Esses dias eu retomei a leitura do livro “Originais: Como Inconformistas Mudam o Mundo”, do Adam Grant.

E admito que quando peguei esse livro para ler pela primeira vez, no meio do ano passado, achei (inocentemente) que iria confirmar muitas das percepções que tinha sobre o conceito de originalidade, o que seriam “pessoas originais”, “ideias originais”, etc.

Porém, logo de início, o autor quebrou a minha perspectiva de maneira tão assertiva e embasada, que eu fiquei, honestamente, sem resposta.

Conforme progredi na leitura recheada de histórias reais, percebi que existem mitos sobre o que é, e como chegar à, “originalidade”. E que eu acreditava, fervorosamente, em vários deles.

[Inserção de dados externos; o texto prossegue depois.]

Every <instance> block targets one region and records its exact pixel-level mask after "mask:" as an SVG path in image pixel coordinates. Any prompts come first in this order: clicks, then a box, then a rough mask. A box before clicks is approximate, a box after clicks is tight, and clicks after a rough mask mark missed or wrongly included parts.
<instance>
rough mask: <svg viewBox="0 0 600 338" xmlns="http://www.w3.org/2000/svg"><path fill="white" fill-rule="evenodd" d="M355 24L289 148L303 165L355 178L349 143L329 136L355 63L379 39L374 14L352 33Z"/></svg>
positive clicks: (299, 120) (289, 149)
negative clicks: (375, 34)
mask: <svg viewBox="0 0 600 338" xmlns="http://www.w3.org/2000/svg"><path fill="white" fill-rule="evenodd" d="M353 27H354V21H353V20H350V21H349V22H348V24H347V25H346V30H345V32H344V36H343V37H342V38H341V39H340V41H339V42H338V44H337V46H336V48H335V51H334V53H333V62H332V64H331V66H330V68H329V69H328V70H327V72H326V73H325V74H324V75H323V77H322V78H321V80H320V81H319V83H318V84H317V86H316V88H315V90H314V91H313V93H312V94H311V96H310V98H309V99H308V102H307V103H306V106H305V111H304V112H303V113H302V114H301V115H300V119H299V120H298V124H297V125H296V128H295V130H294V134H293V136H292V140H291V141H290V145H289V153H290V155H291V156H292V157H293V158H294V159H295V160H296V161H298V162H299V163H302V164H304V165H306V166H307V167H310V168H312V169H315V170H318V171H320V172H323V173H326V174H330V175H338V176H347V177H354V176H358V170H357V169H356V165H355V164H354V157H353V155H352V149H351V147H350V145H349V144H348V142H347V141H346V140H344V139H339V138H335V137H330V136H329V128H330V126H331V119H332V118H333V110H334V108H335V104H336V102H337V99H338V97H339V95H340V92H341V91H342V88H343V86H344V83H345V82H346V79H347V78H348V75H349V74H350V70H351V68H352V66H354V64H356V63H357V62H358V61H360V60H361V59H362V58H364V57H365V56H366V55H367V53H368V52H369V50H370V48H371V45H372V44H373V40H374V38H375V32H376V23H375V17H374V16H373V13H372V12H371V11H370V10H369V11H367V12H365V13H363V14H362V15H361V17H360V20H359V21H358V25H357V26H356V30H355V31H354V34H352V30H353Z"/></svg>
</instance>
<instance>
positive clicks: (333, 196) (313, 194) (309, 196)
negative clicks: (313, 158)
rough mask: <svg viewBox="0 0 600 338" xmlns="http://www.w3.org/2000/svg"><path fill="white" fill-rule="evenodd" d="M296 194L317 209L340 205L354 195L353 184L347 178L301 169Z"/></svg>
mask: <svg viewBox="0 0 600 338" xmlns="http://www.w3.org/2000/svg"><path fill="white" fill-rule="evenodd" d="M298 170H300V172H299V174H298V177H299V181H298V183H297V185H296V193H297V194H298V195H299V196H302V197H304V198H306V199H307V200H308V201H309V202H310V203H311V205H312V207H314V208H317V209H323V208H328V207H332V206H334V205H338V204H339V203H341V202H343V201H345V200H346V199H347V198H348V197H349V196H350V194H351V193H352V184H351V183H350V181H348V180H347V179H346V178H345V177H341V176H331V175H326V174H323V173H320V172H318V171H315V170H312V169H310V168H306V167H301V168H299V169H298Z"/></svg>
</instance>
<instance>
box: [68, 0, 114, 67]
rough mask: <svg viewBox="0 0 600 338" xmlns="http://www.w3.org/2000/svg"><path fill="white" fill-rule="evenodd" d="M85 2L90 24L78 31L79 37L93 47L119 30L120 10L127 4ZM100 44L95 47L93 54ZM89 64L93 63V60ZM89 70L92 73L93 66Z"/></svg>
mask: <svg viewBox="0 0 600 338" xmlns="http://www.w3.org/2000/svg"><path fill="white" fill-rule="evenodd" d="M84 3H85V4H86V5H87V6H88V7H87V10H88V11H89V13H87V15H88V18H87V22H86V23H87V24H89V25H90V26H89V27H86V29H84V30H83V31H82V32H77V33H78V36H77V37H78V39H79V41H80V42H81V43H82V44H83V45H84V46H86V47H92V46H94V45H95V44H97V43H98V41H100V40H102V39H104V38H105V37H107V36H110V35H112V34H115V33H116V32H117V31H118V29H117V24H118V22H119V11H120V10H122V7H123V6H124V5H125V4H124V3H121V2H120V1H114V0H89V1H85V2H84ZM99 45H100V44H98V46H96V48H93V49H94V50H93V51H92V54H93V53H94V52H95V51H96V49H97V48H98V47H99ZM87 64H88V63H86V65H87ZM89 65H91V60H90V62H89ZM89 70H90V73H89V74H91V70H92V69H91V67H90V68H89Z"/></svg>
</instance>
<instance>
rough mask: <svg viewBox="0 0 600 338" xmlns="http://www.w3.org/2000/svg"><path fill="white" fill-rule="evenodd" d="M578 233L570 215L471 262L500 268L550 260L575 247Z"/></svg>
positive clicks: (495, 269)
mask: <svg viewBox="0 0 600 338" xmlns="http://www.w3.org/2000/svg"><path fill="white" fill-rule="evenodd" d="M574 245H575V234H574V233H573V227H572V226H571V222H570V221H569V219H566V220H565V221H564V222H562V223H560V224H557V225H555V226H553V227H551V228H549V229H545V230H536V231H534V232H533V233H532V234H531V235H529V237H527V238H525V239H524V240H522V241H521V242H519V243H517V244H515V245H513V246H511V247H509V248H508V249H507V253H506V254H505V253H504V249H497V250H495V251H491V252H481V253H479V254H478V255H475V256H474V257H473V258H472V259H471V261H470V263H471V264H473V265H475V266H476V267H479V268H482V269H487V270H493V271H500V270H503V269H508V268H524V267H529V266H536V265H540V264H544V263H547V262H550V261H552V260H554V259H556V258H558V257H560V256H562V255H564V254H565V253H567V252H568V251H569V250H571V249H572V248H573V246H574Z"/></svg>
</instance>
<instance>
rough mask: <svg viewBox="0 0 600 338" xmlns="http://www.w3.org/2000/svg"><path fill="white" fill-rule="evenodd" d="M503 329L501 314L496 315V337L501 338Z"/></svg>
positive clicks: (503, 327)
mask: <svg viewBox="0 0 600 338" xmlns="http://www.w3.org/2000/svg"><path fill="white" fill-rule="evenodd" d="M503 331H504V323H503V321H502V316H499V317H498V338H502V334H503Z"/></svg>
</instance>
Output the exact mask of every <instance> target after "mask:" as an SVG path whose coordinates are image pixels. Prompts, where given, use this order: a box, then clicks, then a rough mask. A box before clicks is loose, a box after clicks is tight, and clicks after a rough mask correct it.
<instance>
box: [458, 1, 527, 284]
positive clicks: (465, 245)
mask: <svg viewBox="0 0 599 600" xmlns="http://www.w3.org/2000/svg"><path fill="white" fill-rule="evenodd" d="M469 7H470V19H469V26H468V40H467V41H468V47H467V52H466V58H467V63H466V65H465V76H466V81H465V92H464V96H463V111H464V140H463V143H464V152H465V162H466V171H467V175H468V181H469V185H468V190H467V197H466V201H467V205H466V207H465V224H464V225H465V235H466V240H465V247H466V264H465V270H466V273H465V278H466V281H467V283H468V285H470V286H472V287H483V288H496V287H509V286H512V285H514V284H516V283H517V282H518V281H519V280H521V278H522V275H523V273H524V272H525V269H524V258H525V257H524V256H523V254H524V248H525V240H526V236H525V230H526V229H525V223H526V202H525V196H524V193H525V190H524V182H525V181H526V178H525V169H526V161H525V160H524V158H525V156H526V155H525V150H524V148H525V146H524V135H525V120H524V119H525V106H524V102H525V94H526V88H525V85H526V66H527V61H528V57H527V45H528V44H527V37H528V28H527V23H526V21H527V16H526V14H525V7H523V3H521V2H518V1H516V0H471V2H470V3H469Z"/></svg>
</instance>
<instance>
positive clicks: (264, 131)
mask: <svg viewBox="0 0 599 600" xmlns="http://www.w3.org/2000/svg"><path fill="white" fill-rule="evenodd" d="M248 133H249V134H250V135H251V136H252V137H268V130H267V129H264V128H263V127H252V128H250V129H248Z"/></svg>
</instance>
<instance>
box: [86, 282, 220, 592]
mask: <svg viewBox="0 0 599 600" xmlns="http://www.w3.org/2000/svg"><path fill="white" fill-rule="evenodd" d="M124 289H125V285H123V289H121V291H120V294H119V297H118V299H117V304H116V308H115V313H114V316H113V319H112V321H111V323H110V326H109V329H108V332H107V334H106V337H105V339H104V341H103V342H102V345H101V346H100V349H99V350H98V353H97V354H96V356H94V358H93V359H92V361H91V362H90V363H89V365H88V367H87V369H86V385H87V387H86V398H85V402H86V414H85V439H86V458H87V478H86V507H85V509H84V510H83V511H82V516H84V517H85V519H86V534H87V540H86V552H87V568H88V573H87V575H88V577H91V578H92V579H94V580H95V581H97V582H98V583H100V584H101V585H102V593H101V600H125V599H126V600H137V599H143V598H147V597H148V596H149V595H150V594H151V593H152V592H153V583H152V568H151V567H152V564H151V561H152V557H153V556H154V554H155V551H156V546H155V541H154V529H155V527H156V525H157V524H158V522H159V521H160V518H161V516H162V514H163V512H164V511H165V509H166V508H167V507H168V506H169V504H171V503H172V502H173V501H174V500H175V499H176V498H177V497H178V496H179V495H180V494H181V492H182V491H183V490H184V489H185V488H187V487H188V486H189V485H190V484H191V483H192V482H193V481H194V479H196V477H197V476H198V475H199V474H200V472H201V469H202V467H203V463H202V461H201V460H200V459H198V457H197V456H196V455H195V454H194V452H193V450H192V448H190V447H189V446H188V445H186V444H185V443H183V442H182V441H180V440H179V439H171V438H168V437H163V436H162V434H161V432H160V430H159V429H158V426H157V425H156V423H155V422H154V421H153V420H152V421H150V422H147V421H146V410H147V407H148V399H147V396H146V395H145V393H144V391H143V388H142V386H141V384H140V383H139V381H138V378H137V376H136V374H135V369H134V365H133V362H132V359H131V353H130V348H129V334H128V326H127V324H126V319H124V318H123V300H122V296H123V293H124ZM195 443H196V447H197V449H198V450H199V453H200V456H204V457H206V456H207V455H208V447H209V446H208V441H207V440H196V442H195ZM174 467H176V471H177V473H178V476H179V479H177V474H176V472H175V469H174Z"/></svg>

Mas agora, já a partir de um estado de menor inocência, eu quero traçar a relação entre esse deslocamento de perspectiva que vivenciei, e a disrupção na forma como trabalhamos com produtos propagada por Marty Cagan e Teresa Torres.

E, para isso, eu preciso reintroduzir alguns desses mitos que mapeei ao longo dessa aventura.

Existe um mito onde as ideias originais são concebidas como uma luz numa manhã calma, onde se senta embaixo de uma árvore e tudo se alinha na sua mente. Buda, Newton e Jobs são figuras centrais que ajudaram a popularizar esse mito.

Uma outra versão é da ideia vindo como um raio, um download — ou um arrebatamento — , onde, de repente, algo te atravessa ou você é levado (escolhido) para receber a verdade (a solução).

No poema “Da Natureza” do filósofo Parmênides, por exemplo, ele se descreve sendo levado para a frente de uma Deusa e ela lhe confiando o (aparentemente) simples:

O que é é, e dessa forma não pode deixar de ser.
O que não é não é, e dessa forma não pode vir a ser.
— Parmênides de Eleia

A partir do qual ele deduz, logicamente, as três características do Ente (do Ser), onde diz que o que é (ou seja: tudo) é Uno, Eterno e Imóvel (Dorme com essa aí).

Ou mesmo Kerouac escrevendo o manuscrito inteiro de “On The Road” numa única sentada à máquina de escrever, após todas as viagens que fez.

E, claro, J. K. Rowling, ao dizer que estava numa viagem de trem, quando a ideia da história de Harry Potter “Caiu sobre sua cabeça” (“fell into her head”).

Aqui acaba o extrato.